Monday, March 02, 2015

Psychology journal bans statistical inference; knocks down server

In its recent editorial, the journal Basic and Applied Social Psychology announced that it will no longer accept papers that use classical statistical inference. No more p-values, t-tests, or even... confidence intervals! 
"prior to publication, authors will have to remove all vestiges of the NHSTP (p-values, t-values, F-values, statements about ‘‘significant’’ differences or lack thereof, and so on)... confidence intervals also are banned from BASP"
Many statisticians would agree that it is high time to move on from p-values and statistical inference to practical significance, estimation, more elaborate non-parametric modeling, and resampling for avoiding assumption-heavy models. This is especially so now, when datasets are becoming larger and technology is able to measure more minute effects. 

In our 2013 paper "Too Big To Fail: Large Samples and the p-value Problem" we raise the serious issue p-value-based decision making when using very large samples. Many have asked us for solutions that scale up p-values, but we haven't come across one that really works. Our focus was on detecting when you're "too large" and we emphasized the importance of focusing on effect magnitude, and precision (please do report standard errors!) 

Machine learners would probably advocate finally moving to predictive modeling and evaluation. Predictive power is straightforward to measure, although it isn't always what social science researchers are looking for.

But wait. What this editorial dictates is only half a revolution: it says what it will ban. But it does not offer a cohesive alternative beyond simple summary statistics. Focusing on effect magnitude is great for making results matter, but without reporting standard errors or confidence intervals, we don't know anything about the uncertainty of the effect. Abandoning any metric that relies on "had the experiment been replicated" is dangerous and misleading. First, this is more a philosophical assumption than an actual re-experimentation. Second, to test whether effects found in a sample generalize to a population of interest, we need the ability to replicate the results. Standard errors give some indication of how replicable the results are, under the same conditions.

Controversial editorial leads to heavy traffic on journal server

BASP's revolutionary decision has been gaining attention outside of psychology (a great tactic to promote a journal!) so much so that at times it is difficult to reach the controversial editorial. Some statisticians have blogged about this decision, others are tweeting. This is a great way to open a discussion about empirical analysis in the social sciences. However, we need to come up with alternatives that focus on uncertainty and the ultimate goal of generalization.

Saturday, February 07, 2015

Teaching spaces: "Analytics in a Studio"

My first semester at NTHU has been a great learning experience. I introduced and taught two new courses in our new Business Analytics concentration (data mining and forecasting). Both courses met once a week for a 3-hour session for a full semester (18 weeks). Although I've taught these courses in different forms, in different countries, and to different audiences, I had a special discovery this time. I discovered the critical role of the learning space on the quality of teaching and learning.

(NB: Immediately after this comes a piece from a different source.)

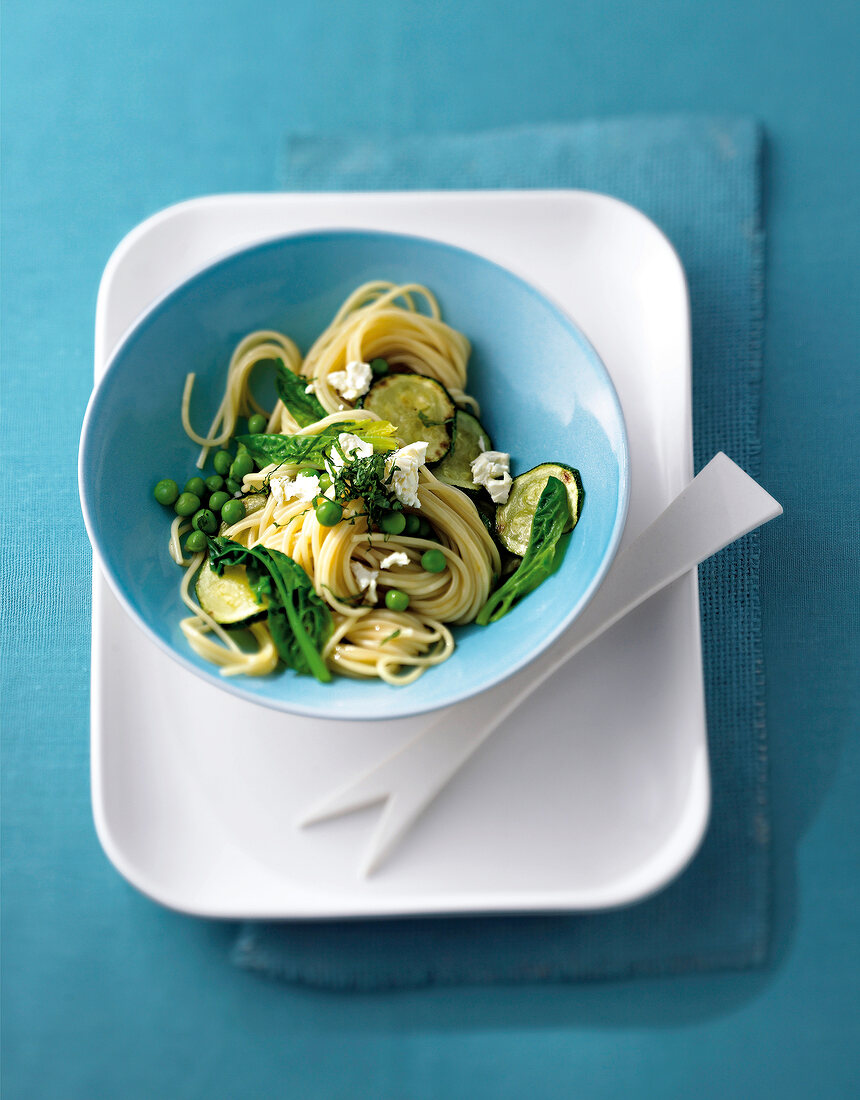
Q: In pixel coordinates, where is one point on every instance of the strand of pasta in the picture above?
(377, 320)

Specifically for a topic that combines technical, creativity and communication skills.

"Case study" classroom
In my many years of experience as a student and later as a professor at multiple universities, I've experienced two types of spaces: a lecture hall and a "case study" classroom. While the latter is more conducive to in-class discussions, both spaces put the instructor (and his/her slides) in the front, separated from most the students, and place the students in rows. In both cases the instructor is typically standing or moving around, while the students are immobile. Not being exposed to alternatives, I am ashamed to say that I never doubted this arrangement. Until this semester.

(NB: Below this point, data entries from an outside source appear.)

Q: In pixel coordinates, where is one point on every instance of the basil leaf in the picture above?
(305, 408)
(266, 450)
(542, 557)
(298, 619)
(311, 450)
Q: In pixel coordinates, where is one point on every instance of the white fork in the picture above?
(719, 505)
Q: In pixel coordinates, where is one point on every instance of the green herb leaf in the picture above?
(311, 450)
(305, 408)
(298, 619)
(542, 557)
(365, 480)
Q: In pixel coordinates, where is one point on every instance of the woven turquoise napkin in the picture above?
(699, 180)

Like all discoveries, it started from a challenge: the classroom allocated for my courses was a wide room with two long rows, hardly any space for the instructor and no visibility of the slides for most of the students on the sides. My courses had 20-30 students each. My first attempt was to rearrange the tables to create a U-shape, so that students could see each other and the slides. In hindsight, I was trying to create more of a "case study" environment. After one session I realized it didn't work. The U was too long and narrow and there was a feeling of suffocation. And stagnancy. One of my classes was transferred to a case-type classroom. I was relieved. But for the other class there was no such classroom available. I examined a few different classrooms, but they were all lecture halls suitable for larger audiences.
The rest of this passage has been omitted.